Sunday, March 30, 2014

Candy Crush network

King Digital, the creators of the popular smartphone game Candy Crush Saga were listed on the New York Stock Exchange two days after this game was shown to be NP-hard [1]. Could these two events be somehow related? Anyway, although the King Digital shares are not doing well, the NP-hardness proof still stands. A different NP-hardness proof for Candy Crush actually appeared on the arXiv a few weeks earlier [2], but was based on rules that are slightly different from the usual rules of Candy Crush.

So what is Candy Crush? It is a smartphone / tablet game having a rectangular board filled with different types of candies. A player can score points by swapping two adjacent candies in order to match three or more candies of the same type. This seems to be even more addictive than eating candies, which made the game the most popular game of Facebook, and led to a 568 million dollar profit for King Digital in 2013.

Interestingly, Candy Crush Saga is one of a large family of games that are all based on matching objects. These games all seem to be closely related. Moreover, their genealogy is not tree-like at all, as shown below. Many modern games have been derived by combining ideas from different older games. In other words, the genealogy of such games can best be described by a phylogenetic network.

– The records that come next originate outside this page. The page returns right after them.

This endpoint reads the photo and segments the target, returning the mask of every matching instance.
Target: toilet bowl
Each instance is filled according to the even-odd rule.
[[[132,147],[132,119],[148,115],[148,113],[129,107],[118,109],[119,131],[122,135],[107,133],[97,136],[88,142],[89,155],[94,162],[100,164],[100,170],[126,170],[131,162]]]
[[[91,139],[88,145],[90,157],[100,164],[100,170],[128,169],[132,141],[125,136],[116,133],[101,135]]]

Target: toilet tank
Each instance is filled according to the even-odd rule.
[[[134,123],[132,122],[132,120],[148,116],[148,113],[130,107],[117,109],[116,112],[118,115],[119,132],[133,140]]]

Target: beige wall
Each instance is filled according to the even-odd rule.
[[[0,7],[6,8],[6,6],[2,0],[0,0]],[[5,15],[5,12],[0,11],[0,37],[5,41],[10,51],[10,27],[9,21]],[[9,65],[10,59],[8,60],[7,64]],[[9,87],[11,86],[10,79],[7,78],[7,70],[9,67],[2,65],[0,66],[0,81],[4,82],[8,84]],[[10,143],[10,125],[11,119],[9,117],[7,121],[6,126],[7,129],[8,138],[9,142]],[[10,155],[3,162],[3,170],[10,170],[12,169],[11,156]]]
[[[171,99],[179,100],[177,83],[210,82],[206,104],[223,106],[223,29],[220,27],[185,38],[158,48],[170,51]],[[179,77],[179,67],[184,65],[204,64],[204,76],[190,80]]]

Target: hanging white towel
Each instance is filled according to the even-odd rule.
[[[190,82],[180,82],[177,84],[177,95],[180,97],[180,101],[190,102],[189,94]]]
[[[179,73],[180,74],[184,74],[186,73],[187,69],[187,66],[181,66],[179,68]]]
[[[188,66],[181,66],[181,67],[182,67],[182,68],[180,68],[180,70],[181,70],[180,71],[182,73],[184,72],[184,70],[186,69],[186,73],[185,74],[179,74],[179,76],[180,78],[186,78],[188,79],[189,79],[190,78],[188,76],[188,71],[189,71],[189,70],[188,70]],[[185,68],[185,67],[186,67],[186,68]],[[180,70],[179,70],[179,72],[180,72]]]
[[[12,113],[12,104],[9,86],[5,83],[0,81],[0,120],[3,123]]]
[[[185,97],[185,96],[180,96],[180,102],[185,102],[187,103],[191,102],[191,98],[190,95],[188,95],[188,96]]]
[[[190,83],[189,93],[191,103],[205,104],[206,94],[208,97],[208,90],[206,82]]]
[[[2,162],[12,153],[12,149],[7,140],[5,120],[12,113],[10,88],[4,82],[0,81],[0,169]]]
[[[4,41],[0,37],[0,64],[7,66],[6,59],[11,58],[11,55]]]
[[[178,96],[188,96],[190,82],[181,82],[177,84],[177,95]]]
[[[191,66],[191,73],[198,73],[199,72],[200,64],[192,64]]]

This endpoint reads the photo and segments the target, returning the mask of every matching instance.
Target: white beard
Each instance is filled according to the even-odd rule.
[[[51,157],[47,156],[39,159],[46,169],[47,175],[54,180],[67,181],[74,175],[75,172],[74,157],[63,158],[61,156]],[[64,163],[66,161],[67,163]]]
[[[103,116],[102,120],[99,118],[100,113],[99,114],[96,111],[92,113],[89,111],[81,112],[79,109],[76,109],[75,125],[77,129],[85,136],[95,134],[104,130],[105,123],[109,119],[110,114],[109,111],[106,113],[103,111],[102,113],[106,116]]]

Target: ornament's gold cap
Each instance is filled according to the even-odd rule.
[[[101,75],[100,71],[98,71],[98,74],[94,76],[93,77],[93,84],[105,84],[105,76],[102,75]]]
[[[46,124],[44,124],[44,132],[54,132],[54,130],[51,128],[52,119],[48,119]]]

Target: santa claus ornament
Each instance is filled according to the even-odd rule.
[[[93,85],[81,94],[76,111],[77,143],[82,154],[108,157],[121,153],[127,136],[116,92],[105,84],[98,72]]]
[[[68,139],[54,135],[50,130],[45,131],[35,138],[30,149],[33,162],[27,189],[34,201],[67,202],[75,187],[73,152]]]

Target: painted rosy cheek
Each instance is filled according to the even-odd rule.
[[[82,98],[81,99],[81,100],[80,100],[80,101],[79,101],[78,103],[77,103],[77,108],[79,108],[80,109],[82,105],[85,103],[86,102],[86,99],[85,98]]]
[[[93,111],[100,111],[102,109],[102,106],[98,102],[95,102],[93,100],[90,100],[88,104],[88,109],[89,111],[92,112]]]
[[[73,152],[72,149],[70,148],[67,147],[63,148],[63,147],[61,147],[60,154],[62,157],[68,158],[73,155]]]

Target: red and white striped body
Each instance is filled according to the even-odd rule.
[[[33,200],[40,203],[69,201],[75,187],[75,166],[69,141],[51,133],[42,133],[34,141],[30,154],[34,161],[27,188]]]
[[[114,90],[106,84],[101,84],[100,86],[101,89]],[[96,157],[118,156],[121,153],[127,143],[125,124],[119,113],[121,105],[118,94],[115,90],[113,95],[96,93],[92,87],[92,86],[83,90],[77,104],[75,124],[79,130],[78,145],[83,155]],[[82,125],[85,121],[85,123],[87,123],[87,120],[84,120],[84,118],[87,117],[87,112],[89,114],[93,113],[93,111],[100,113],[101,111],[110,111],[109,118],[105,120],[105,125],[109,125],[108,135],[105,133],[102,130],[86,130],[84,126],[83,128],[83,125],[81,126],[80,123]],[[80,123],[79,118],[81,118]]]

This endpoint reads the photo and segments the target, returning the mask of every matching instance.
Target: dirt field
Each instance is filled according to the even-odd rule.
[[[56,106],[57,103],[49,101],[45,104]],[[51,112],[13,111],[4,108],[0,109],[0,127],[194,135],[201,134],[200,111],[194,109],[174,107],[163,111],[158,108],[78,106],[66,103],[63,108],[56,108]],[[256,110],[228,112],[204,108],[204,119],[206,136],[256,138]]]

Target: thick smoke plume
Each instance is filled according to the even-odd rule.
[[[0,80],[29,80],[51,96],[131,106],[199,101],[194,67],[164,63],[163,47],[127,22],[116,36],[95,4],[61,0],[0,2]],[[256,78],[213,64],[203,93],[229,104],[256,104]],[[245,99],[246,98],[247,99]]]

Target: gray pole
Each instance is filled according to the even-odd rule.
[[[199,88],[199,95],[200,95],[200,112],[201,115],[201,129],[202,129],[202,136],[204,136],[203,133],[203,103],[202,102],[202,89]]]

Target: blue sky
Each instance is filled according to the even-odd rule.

A phylogenetic network for Bejeweled-type games, taken from [1], which was in turn taken (after modification) from [3].

This network is clearly a rooted, genealogical phylogenetic network (although it does not have a unique root).

So what does the NP-hardness of Candy Crush tell us? Nothing, of course, except that the 97 million people daily playing Candy Crush are pouring all their energy into solving a frivolous, but nevertheless intrinsically hard, problem. This is a pity because, since Candy Crush is NP-hard, one can (at least in theory) encode any NP-complete problem as a Candy Crush episode. This could be used to let all these 97 million people solve more useful NP-complete problems every day. For example, we could encode massive phylogenetic network reconstruction problems as Candy Crush episodes, and use this to construct the Web of Life in a few days!


[1] Luciano Gualà, Stefano Leucci, Emanuele Natale. Bejeweled, Candy Crush and other match-three games are (NP-)hard, (24 March 2014)

[2] Toby Walsh. Candy Crush is NP-hard, (8 March 2014)

[3] Jesper Juul. A casual revolution: reinventing video games and their players. The MIT Press, 2012.

Later note:
It turns out that the figure shown above is not actually taken from [3], in spite of the claim made in [1]. The figure in [3] is re-drawn from [4], and the genealogy as shown in [1] is edited directly from [4], not [3]. The editing consists of deleting all of the many other descendants of Tetris. The original complete figure is available here.

[4] Jesper Juul. Swap adjacent gems to make sets of three: a history of matching tile games. Artifact 1: 205-216, 2007.